Sierra Nevada Gold (ASX: SNX) has secured the As Safra copper-gold project in Saudi Arabia through a competitive tender run by the country’s Ministry of Industry and Mineral Resources, according to company announcements. The win marks a significant expansion of the company’s footprint in what is considered one of the world’s least explored mineral regions.
The award is the first formal step toward a full exploration licence over a large copper-gold skarn system with multiple untested targets. Sierra Nevada plans to hold the project through its new Saudi-based subsidiary, Arabian American Minerals, and reports that talks with potential partners and senior government representatives are progressing well.
Executive director Peter Moore said the acquisition aligns with the company’s strategy to secure high-impact projects in Tier 1 jurisdictions, describing As Safra as a rare combination of large-scale copper and gold potential, extensive mineralised strike and numerous high-grade targets with only limited historical drilling. Receiving the Letter of Award positions Sierra Nevada to benefit from the rapid growth of Saudi Arabia’s mining sector, he added.
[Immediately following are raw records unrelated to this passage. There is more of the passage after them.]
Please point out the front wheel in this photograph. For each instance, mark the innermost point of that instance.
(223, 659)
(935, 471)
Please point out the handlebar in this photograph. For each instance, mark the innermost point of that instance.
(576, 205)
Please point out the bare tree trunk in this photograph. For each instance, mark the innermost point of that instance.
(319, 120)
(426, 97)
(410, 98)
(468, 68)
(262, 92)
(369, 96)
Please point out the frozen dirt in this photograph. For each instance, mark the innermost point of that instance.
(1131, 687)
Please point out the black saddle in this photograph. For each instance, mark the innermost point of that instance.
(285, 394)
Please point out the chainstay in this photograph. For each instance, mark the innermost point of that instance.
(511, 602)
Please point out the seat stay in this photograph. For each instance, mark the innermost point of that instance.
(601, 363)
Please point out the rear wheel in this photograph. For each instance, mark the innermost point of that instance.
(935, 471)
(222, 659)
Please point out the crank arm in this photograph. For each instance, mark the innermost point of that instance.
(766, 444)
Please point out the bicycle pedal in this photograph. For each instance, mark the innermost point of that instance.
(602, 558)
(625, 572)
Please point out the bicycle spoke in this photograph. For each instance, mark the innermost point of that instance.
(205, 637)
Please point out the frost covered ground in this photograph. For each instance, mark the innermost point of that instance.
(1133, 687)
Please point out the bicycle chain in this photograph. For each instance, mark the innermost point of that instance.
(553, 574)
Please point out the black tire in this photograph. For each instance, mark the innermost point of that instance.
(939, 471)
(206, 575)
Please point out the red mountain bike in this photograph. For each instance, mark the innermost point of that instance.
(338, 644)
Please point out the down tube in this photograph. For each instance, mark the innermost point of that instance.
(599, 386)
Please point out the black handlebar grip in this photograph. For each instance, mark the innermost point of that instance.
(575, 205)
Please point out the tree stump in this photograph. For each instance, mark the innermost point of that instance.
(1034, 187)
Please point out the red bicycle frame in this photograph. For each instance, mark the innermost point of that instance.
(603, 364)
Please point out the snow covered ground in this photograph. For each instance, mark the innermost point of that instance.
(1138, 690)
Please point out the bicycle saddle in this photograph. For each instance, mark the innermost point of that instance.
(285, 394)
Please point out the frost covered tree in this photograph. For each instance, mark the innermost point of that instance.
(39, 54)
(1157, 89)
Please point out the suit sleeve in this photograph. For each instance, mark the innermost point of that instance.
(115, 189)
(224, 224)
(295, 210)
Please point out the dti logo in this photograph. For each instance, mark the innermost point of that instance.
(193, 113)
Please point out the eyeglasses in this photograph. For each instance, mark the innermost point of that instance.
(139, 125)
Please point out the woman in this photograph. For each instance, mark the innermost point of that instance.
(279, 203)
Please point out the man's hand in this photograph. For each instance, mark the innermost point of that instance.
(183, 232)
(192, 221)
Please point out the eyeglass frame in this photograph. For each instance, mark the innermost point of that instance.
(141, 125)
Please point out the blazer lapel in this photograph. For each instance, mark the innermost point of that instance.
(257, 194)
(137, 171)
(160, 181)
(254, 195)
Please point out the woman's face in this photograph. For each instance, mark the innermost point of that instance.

Geological setting and exploration potential
The As Safra licence area covers about 375 square kilometres, according to company data, and shows clear metal zonation: a central copper-gold core grading outward into silver-copper-lead and then lead-zinc-silver systems. Decades of intermittent work have largely focused on a corridor of ancient copper-gold workings, with numerous old mine sites and slag piles pointing to strong polymetallic potential.
Historic drilling by the French Geological and Mining Research Bureau confirmed the strength of the system, returning sulphide-rich intersections including 24.55 metres at 1.69% copper and 5 metres at 4.07% copper, according to the company. Rock chip sampling has yielded assays up to 244 grams per tonne gold and 11% copper, reinforcing what Sierra Nevada describes as exceptional fertility
in the main copper-gold zone.
Induced polarisation surveys show a close match between chargeability anomalies and previously drilled high-grade copper zones, with many anomalies still untested. The company believes sand cover may be concealing shallow oxide and sulphide copper, creating strong potential for blind discoveries.
Sierra Nevada expects to obtain the full exploration licence next year, subject to final approvals. Once granted, the company plans systematic drilling to test priority targets and advance the As Safra project toward potential new copper and gold discoveries.